Brighton, September 2007
‘Are you sure this thing works?’ Danny asked Mr Singh, the gizmo man.
‘You want demonstration?’
‘I’d be a mug if I didn’t.’
‘No problem. Where did you leave car?’
‘A little way up the street.’
‘What make?’
‘It’s the old white Merc by the lamp post.’
‘Locking is remote, right?’
Danny dipped his hand in his pocket, opened his palm and showed the key fob with its push-button controls.
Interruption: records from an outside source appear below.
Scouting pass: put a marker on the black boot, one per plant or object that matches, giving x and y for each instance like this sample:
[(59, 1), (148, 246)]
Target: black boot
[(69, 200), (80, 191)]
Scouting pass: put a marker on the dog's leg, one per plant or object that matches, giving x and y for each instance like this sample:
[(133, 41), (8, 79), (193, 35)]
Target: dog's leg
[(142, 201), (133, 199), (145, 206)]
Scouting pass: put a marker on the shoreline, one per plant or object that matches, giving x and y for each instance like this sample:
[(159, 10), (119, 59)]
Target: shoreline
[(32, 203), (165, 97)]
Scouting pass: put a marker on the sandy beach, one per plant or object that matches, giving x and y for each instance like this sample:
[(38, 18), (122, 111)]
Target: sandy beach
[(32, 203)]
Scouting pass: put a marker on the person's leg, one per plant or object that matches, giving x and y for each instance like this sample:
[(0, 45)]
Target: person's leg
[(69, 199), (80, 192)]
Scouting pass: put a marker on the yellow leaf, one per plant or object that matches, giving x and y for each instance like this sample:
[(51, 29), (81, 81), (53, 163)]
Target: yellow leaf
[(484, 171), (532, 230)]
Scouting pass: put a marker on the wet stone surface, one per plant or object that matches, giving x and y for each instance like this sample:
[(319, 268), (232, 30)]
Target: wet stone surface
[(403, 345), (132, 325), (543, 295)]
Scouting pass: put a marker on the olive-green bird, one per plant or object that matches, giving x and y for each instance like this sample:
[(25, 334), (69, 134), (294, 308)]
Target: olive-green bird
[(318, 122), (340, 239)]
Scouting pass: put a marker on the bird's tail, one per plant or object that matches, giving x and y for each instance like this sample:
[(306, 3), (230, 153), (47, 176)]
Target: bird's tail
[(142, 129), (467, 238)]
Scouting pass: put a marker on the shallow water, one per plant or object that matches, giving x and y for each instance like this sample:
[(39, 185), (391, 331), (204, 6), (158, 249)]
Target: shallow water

‘Very good,’ Mr Singh said. ‘We can test. Go to car and let yourself in. Step out, lock up and walk back here. I am waiting on street with gizmo.’
Danny was alert for trickery. He wasn’t parting with sixty-odd pounds for a useless lump of plastic and metal. But if it really did work, he could be quids in. Thousands.
The gizmo, as Mr Singh called it, looked pretty basic in construction, a pocket-sized black box with two retractable antennas fitted to one end.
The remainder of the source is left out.